Para la diputada socialista Maria Ariño, la noticia supone la eliminación de un servicio “de proximidad” y considera que con ello el Gobierno de Aragón “vuelve a dar la espalda al medio rural”. La denuncia de los socialistas se produjo en Calamocha, donde el alcalde, Manuel Rando, destacó la importancia que tiene este servicio “sobre todo para las personas mayores que no pueden desplazarse o que tienen problemas con los medios informáticos”. Además dio algunos datos sobre la oficina local, extraídos del informe de 2023, en los que se constata que ese año se atendió a más de 6.000 personas, lo que lo considera un servicio “útil”.

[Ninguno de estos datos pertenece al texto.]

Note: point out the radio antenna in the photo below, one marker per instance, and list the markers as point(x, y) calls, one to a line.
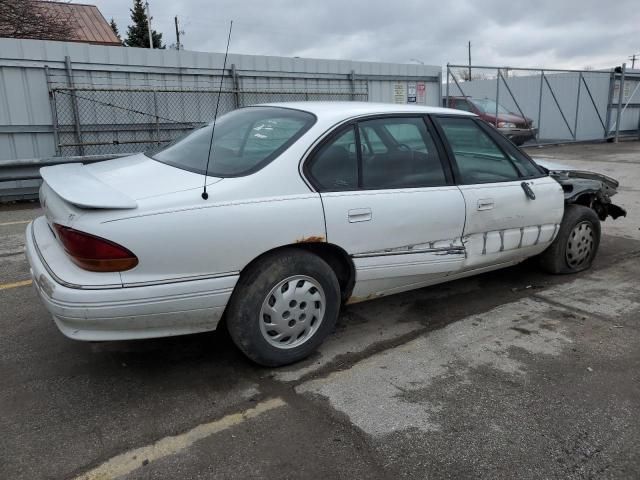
point(205, 195)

En el caso de Daroca, el alcalde de la localidad, Miguel Ángel García se mostró prudente con la situación y prefiere “esperar para ver cómo se resuelve la situación”, confía en que “al ser un problema global, que afecta a todas las oficinas”, se busque también “una solución global para todas”. Asegura que se enteró de que no se iba a renovar el convenio “por los medios de comunicación”, y enseguida se puso en contacto con el nuevo registrador de la propiedad, ya que Daroca se encuentra inmersa en pleno cambio con respecto a este puesto “hemos quedado la semana que viene y analizaremos la situación”, ha dicho. En la oficina de la ciudad a día de hoy trabajan 4 personas en total, entre el registro de la propiedad y la liquidación de impuestos.